You can also feel the crease, or more precisely the hinge underneath, when you place your finger on the screen. Feel that his presence is not the same as the fold that disturbs or distracts me from what I do. This has never happened, but I do not rule out the possibility that this can be a drag on some specific scenarios.
Just remember that it is there that the fold folds. I do not know how you would have a seamless foldable phone, at least not with the material we have now. Can you imagine a piece of glass folding in half and unfolding? I can not
Other folding models such as Huawei Mate X, which places the foldable screen outside the device, poses the opposite problem – not a "fold" but a bulge. I compare this to the skin around your knee or elbow. A foldable screen is a seal.
Folds and bulges are neither elegant nor luxurious, but they are inevitable at this stage. The only solution to this problem I could foresee is a futuristic material that reorganizes the molecules when you open and close the device.
The air blade is tied to the fold
Another thing that the fold does not do well is close perfectly flat. There is an air gap at the end closest to the hinge and that is because … the plastic screen does not stack completely on it -even. Maybe it really makes plastic break.
I did not find that this gap made the fold too difficult to fit in my pocket or purse. It's hardly a big enough space to insert a credit card. When I put one, then another, they stayed in place, but mostly because the magnetic edges of the Fold kept it. I would not be able to slip into a pen.

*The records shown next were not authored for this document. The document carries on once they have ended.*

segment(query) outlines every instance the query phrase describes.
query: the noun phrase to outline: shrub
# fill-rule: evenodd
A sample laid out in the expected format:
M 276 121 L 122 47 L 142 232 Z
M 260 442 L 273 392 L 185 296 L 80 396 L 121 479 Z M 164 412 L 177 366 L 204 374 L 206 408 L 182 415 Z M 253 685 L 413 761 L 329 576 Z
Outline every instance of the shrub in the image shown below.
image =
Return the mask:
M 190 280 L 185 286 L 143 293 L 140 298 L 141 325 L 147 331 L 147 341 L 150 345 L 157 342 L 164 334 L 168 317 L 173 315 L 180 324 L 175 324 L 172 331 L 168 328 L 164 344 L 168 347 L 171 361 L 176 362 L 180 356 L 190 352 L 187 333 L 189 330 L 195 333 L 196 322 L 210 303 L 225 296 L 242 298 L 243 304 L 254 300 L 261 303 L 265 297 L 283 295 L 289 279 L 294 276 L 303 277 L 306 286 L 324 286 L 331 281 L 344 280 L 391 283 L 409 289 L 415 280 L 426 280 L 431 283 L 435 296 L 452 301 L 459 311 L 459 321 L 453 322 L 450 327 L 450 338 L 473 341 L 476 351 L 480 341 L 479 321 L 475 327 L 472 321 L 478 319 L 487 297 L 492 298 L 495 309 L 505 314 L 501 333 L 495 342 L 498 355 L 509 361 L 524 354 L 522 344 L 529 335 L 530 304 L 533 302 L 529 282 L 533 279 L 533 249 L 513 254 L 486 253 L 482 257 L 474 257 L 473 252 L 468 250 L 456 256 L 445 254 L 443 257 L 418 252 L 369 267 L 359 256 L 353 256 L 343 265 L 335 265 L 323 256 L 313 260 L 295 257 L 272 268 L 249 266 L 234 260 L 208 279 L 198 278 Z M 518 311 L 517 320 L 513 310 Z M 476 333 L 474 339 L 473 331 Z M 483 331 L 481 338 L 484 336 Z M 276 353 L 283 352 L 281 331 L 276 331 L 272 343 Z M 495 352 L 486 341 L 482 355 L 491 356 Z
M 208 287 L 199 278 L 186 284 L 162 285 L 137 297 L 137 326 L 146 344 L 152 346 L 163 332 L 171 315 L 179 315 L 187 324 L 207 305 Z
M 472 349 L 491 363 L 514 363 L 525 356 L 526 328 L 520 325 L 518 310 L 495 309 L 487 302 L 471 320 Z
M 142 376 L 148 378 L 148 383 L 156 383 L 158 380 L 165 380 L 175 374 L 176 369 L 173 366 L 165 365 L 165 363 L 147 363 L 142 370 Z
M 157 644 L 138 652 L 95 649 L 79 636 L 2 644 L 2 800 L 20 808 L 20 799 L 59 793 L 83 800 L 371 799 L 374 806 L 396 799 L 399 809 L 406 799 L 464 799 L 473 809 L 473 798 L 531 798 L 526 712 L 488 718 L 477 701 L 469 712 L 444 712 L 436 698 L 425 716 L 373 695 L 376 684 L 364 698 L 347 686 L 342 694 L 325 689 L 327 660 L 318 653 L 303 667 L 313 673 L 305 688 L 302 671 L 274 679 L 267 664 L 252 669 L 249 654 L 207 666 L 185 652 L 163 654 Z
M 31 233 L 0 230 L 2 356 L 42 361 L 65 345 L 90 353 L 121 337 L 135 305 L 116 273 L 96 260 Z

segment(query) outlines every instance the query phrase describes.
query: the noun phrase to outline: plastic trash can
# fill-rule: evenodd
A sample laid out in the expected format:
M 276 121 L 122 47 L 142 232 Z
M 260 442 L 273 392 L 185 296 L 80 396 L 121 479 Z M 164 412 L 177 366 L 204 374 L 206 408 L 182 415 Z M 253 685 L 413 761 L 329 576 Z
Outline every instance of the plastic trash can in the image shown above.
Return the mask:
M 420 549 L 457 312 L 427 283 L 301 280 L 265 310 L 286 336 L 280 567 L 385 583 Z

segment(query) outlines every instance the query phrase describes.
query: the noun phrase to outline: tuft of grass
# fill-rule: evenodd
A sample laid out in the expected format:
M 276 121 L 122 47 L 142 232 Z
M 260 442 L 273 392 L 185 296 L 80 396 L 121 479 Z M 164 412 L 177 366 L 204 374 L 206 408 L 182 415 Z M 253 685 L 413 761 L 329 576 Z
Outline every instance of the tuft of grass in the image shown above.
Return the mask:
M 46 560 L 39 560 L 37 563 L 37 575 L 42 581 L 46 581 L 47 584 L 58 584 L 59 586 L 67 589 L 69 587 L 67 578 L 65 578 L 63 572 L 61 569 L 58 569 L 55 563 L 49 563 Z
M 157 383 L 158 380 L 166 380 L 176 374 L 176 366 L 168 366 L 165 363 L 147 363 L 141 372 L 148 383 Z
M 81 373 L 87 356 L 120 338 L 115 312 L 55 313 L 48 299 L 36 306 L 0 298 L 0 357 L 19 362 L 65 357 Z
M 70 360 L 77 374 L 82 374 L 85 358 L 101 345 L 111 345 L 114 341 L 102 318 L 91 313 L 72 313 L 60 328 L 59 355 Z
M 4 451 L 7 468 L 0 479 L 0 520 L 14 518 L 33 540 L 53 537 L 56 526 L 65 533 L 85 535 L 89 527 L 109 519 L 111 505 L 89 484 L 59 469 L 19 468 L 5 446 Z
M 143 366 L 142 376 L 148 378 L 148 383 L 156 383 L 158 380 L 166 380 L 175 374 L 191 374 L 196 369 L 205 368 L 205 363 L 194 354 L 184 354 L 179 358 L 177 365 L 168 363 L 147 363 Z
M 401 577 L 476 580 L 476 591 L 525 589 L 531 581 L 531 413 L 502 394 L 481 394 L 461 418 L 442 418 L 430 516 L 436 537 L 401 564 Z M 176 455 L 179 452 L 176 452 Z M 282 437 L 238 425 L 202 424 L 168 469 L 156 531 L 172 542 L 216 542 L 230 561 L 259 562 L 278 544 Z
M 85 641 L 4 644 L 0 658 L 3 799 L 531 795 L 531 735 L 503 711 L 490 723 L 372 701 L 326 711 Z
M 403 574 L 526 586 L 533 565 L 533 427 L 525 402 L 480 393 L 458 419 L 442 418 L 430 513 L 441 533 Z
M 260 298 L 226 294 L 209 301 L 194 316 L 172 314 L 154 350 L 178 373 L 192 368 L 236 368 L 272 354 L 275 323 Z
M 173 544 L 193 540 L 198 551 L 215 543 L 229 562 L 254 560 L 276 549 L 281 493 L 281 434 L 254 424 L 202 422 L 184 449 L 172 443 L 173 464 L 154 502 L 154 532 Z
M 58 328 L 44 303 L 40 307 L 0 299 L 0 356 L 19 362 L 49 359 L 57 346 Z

A hairpin, perhaps, but do not do that – you would not want to scratch the plastic screen.
Huawei boasts that its Mate X is flat because of its superior hinge "Falcon", but there is also intelligent engineering. The Mate X has a swoop on the side and "asymmetrical" screen lengths. This also allows you to hold the phone, but the solution is to place the battery, cameras, and other hard electronic components in a stationary part. Nevertheless, this could very well be a good solution. We will see when we spend more than 5 minutes with this foldable phone.

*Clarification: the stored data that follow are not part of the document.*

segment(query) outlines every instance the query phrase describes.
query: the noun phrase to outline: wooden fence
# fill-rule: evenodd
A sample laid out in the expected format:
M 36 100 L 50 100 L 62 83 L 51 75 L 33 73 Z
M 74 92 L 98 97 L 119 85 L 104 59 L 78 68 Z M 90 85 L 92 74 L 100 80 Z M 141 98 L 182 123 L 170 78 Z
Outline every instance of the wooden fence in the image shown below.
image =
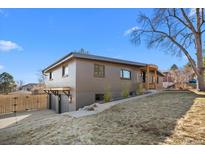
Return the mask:
M 47 95 L 0 95 L 0 114 L 47 108 Z

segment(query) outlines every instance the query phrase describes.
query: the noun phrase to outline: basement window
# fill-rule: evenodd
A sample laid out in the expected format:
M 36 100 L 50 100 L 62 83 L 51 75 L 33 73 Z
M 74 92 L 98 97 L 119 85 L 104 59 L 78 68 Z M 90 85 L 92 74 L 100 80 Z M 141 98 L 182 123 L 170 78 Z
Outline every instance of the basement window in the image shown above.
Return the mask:
M 104 94 L 95 94 L 95 101 L 102 101 L 104 99 Z

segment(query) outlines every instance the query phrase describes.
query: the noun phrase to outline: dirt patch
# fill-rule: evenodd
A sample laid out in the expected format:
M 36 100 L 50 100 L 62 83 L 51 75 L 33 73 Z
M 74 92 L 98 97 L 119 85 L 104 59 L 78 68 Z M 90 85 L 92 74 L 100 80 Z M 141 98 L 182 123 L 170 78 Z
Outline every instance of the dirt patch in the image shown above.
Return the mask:
M 1 129 L 0 144 L 204 144 L 204 98 L 196 99 L 190 92 L 164 92 L 78 119 L 34 112 Z M 179 131 L 187 138 L 195 132 L 192 142 Z

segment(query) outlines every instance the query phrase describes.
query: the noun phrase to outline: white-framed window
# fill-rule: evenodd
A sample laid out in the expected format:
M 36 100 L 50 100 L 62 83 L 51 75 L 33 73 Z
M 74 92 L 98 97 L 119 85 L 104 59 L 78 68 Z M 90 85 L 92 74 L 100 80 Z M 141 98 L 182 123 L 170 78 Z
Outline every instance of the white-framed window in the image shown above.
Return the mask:
M 67 77 L 68 76 L 68 66 L 63 66 L 62 67 L 62 77 Z

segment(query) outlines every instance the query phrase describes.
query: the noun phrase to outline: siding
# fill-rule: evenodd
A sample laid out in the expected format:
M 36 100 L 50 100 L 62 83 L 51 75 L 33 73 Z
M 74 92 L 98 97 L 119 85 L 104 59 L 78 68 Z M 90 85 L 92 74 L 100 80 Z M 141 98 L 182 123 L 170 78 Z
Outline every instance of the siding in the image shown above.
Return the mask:
M 94 64 L 105 66 L 105 77 L 94 77 Z M 68 77 L 62 77 L 62 66 L 68 65 Z M 72 102 L 69 103 L 69 111 L 75 111 L 86 105 L 95 102 L 95 94 L 103 94 L 106 89 L 110 89 L 112 98 L 120 97 L 123 89 L 126 87 L 129 91 L 136 90 L 137 82 L 141 82 L 141 71 L 137 66 L 115 64 L 109 62 L 100 62 L 86 59 L 72 59 L 59 67 L 53 69 L 53 80 L 49 80 L 47 76 L 47 87 L 70 87 Z M 120 70 L 126 69 L 131 71 L 131 80 L 123 80 L 120 78 Z M 151 73 L 151 76 L 154 75 Z M 162 78 L 159 78 L 161 86 Z M 54 97 L 54 96 L 52 96 Z M 63 99 L 66 100 L 66 99 Z
M 64 65 L 68 65 L 68 77 L 62 77 L 62 66 L 52 70 L 53 80 L 49 80 L 49 73 L 46 76 L 47 87 L 70 87 L 72 103 L 69 103 L 69 111 L 76 110 L 76 61 L 72 60 Z
M 129 91 L 135 91 L 136 83 L 140 82 L 138 67 L 84 59 L 77 59 L 76 63 L 77 108 L 94 103 L 95 94 L 104 93 L 108 88 L 112 97 L 116 98 L 121 96 L 125 87 L 128 87 Z M 94 64 L 105 65 L 104 78 L 94 77 Z M 120 79 L 121 69 L 131 71 L 131 80 Z

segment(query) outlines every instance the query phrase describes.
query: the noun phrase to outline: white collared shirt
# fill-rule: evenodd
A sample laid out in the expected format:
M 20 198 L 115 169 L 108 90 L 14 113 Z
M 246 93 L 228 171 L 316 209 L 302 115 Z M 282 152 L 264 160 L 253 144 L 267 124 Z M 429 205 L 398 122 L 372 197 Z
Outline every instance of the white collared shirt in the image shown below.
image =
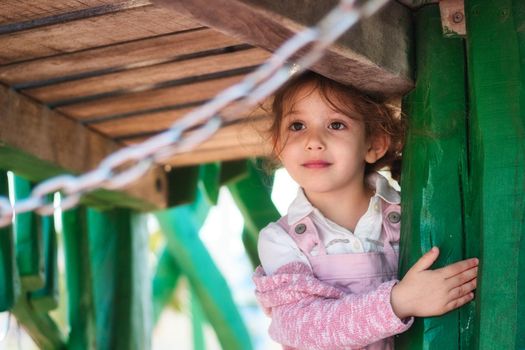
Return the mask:
M 370 198 L 368 210 L 359 219 L 354 232 L 326 218 L 306 198 L 299 188 L 297 197 L 288 208 L 288 224 L 293 226 L 305 216 L 313 220 L 327 254 L 350 254 L 375 252 L 382 249 L 374 242 L 379 240 L 383 222 L 382 200 L 399 204 L 400 196 L 388 180 L 379 175 L 371 174 L 367 182 L 375 188 L 375 194 Z M 398 247 L 394 247 L 398 249 Z M 310 265 L 295 241 L 276 222 L 270 223 L 259 234 L 258 252 L 261 265 L 266 274 L 273 274 L 279 267 L 290 262 L 299 261 Z M 315 250 L 311 252 L 316 254 Z

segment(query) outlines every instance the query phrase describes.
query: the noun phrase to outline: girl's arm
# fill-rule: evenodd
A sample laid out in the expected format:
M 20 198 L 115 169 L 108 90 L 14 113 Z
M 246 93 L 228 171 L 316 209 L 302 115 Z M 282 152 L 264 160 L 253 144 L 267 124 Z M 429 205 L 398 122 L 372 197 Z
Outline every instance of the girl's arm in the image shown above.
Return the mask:
M 291 263 L 274 275 L 258 269 L 256 295 L 271 313 L 270 336 L 292 348 L 361 348 L 408 329 L 394 313 L 390 294 L 396 281 L 365 294 L 346 294 L 319 281 L 309 267 Z

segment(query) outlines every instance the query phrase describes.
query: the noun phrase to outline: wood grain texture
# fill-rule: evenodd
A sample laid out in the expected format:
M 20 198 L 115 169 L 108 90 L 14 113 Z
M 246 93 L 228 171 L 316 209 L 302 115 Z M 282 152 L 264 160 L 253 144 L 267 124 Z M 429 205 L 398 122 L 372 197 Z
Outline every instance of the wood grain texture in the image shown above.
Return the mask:
M 59 107 L 57 110 L 74 119 L 83 121 L 97 120 L 126 113 L 138 114 L 152 109 L 208 100 L 241 79 L 242 76 L 233 76 L 170 88 L 129 93 L 122 96 L 101 98 L 91 102 Z
M 479 256 L 471 349 L 525 348 L 525 3 L 465 2 L 468 249 Z M 504 331 L 503 331 L 504 330 Z
M 400 277 L 433 246 L 440 256 L 432 268 L 470 257 L 464 255 L 465 50 L 461 40 L 443 37 L 437 4 L 418 9 L 415 19 L 418 75 L 404 101 L 409 127 L 401 178 Z M 396 349 L 459 350 L 474 323 L 472 316 L 462 316 L 454 310 L 416 318 L 396 337 Z
M 99 2 L 98 4 L 89 1 L 85 3 L 78 1 L 68 4 L 61 2 L 57 4 L 58 6 L 53 7 L 52 4 L 46 2 L 41 2 L 35 6 L 34 3 L 7 1 L 7 3 L 3 2 L 0 5 L 0 16 L 2 16 L 1 20 L 3 20 L 0 22 L 0 34 L 100 16 L 150 4 L 149 0 Z
M 192 80 L 206 74 L 253 67 L 259 65 L 269 56 L 270 54 L 267 51 L 253 48 L 129 69 L 41 88 L 26 89 L 23 92 L 46 104 L 60 104 L 60 101 L 81 99 L 83 96 L 150 90 L 172 81 Z
M 0 25 L 57 16 L 68 12 L 94 7 L 117 5 L 133 1 L 123 0 L 2 0 L 0 2 Z
M 177 154 L 163 163 L 172 166 L 186 166 L 268 156 L 271 146 L 267 142 L 265 131 L 268 130 L 270 123 L 269 117 L 263 117 L 248 118 L 245 121 L 224 126 L 191 152 Z M 144 140 L 145 138 L 138 137 L 127 139 L 124 142 L 135 144 Z
M 155 4 L 191 14 L 210 27 L 229 33 L 249 44 L 274 51 L 310 18 L 324 14 L 336 1 L 249 1 L 155 0 Z M 284 5 L 283 5 L 284 4 Z M 292 9 L 280 13 L 279 10 Z M 306 12 L 305 12 L 306 11 Z M 296 13 L 297 12 L 297 13 Z M 231 13 L 235 13 L 234 17 Z M 413 86 L 410 67 L 411 18 L 409 10 L 396 2 L 366 19 L 314 65 L 313 70 L 359 89 L 378 95 L 402 94 Z M 359 51 L 354 43 L 359 44 Z
M 121 145 L 83 125 L 51 111 L 27 97 L 0 86 L 0 166 L 20 171 L 32 181 L 60 172 L 74 174 L 94 169 Z M 123 192 L 93 193 L 93 200 L 136 208 L 162 208 L 166 203 L 162 169 L 152 169 Z M 107 192 L 107 193 L 106 193 Z M 123 198 L 124 197 L 124 198 Z
M 0 66 L 0 80 L 28 86 L 169 62 L 241 42 L 210 29 L 146 38 L 81 52 Z M 130 54 L 132 53 L 132 54 Z
M 200 24 L 173 11 L 143 6 L 2 35 L 0 64 L 86 50 L 196 27 L 200 27 Z

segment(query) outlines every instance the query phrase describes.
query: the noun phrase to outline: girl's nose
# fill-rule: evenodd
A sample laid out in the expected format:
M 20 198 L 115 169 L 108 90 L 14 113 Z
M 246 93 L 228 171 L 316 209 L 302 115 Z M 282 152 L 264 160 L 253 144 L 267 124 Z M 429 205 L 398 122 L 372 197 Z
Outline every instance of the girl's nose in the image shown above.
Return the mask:
M 324 141 L 318 133 L 310 133 L 308 139 L 306 140 L 306 147 L 309 151 L 321 151 L 325 149 Z

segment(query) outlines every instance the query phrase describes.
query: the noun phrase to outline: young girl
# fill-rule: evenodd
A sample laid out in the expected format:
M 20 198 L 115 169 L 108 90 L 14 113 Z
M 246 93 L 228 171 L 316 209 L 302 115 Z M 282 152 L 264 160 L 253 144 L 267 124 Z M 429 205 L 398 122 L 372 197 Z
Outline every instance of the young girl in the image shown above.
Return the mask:
M 288 215 L 259 236 L 256 295 L 284 349 L 393 349 L 414 316 L 473 298 L 477 259 L 430 270 L 434 247 L 398 281 L 399 193 L 391 166 L 401 119 L 314 73 L 277 92 L 274 151 L 300 185 Z M 394 169 L 392 169 L 394 170 Z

OK, the notch is a problem
Unlike other screen problems, I actually think that Samsung could have designed around the notch. It is thick, bulbous and takes up more space than necessary because it contains only two camera lenses and two sensors (stacked). Keep the Fold in the light and you will see a lot of dead space on the right.

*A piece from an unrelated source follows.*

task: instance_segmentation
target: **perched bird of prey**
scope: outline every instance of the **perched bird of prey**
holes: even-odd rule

When watching videos and playing games, the nick goes down to the screen. You will not lose a scene or a crucial moment, because the activity takes place in the center of the screen and not on the edges, but it is not necessary that the notch is also great.
The logic seems to be that Samsung wanted to focus the cameras on the fold without having to fold the sensors on top of each other. I suspect that Samsung has extended the notch right up to the right edge, because it seemed less annoying than cutting it off and leaving you with a non-centered island.
Again, Huawei bypasses this on the Mate X by placing all the cameras in a stack on a part of the Mate X that does not move.
If you do not like the notch, Samsung has the good grace to let you darken it in the settings menu. This creates a thicker bar at the top of the screen. When you launch some applications, including YouTube, the screen is aligned with the black notch while leaving thick bars along the top and bottom (because the app can not resize entirely in the dimensions of the fold). This somehow cuts the full screen experience, which is a strong point of Fold in the first place.
The best thing to keep in mind is that this first wave of foldable phones lays the foundation for a new kind of device, which will be a lot more complicated than the phone in your pocket today. hui.
The Fold may be defective even if it works well, but Samsung and others can learn from fold errors to create the foldable phone that you really want.